55635b530423bdd1478b4567

Film Seven Something: Memahami Digital Behaviour ABG

Tulisan ini sebenarnya sudah diniatkan sejak lama, namun baru sempat sekarang untuk menuliskan. Pernah dengar film Seven Something? Ini adalah film Thailand yang sangat populer bukan hanya di negaranya tetapi juga di Indonesia. Filmnya sebenarnya terbagi atas 3 cerita lepas. Namun yang menarik adalah cerita pertama, yang menceritakan kisah percintaan ABG masa kini. Yang tidak lepas dengan namanya social media. Dari situ kita akan bisa memahami, seperti apa sebenarnya keterlibatan mereka dengan social media, dan bagaimana perilaku digital mereka yang sangat canggih.

Early Adopter Digital

Dalam film ini digambarkan betapa canggihnya para ABG masa kini, ketika jadian langsung update status via Facebook. Tiap malam komunikasi ama pacarnya via Skype (padahal satu sekolahan), mengungkapkan penyesalan dan perasaan dengan mengupload video di Youtube. Mereka generasi yang canggih, dan memang kenyataannya memang seperti ini, bukan hanya sekedar di film saja. Bagi generasi yang lebih tua seperti saya walaupun sangat aktif di digital. Melihat perilakunya saja sudah geleng-geleng kepala. Tapi bagi mereka itu sudah bagian yang tak terpisahkan, dan biasa saja. Maka pemasar pahami dan camkan ini. Mereka adalah generasi digital native!

Attention Seeker

Dalam film ini ditunjukkan dengan adegan setiap beberapa menit, tokoh utamanya merefresh Youtube, untuk melihat berapa banyak yang sudah views videonya. Kayaknya ini hal yang wajar bagi ABG. Mereka pengen didengar. Youtube adalah salah satu channel bagi mereka untuk menyuarakan pendapat dan ekspresinya. Hal ini jugalah yang menjadi pesan utama dari film Step Up Revolution.  Bagaimana dengan ABG Indonesia? Apakah mereka juga terobsesi untuk mencari perhatian, dan terkesima dengan Youtube views. Coba lihat video Happy Holiday , mereka bikin sensasi nerjang air mancur. Dan berjanji akan nyebur di kolam Bundaran HI kalau viewsnya sampai 100.000. Dan akhirnya janji itu direalisasikan di video Flashmob Gangnam Style.

Narsis di Social Media

Banyak sekali adegan-adegan dimana mereka foto berdua, lalu langsung di upload fotonya ke Facebook. Tiap pindah tempat akan check in dulu di Foursquare dan update Twitter. Ketika memesan makanan, juga haram hukumnya langsung dimakan, tapi wajib foto dulu makanannya dan di upload ke social media. Ada hal yang menarik ternyata kebiasaan pamer foto makanan, adalah budaya orang Asia dimana pun. Sampai ada blog khusus yang mendokumentasikan kebiasaan unik ini. Nggak percaya coba cek tumblr Picture of Asians Taking Pictures of Food.

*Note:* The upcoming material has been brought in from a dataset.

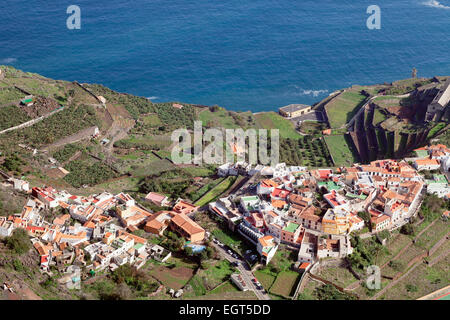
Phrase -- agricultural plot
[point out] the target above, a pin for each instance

Canggih dalam Editing Foto & Video

Dalam film ni diceritakan juga aktor utamanya yang masih sekolah canggih dalam edit video, yang dibuat layaknya oleh para profesional. Kalau Anda melihat video dari Happy Holiday mungkin juga kaget begitu rapi mereka mengedit videonya. Sepertinya kompetensi ini sudah menjadi keahlian dasar bat mereka untuk menunjang hasrat narsis. Rasanya gedeg-gedeg waktu nonton film ini.

Sangat jeli, penulis naskah dan sutradaranya memahami kehidupan para ABG masa kini. Para pemasar yang segmennya ABG, apakah juga tahu tentang ini? Kalau belum terbayang, wajib nonton filmnya, untuk bisa memahami betapa riuhnya kehidupan ABG dan social media yang menjadi bagian keseharian mereka.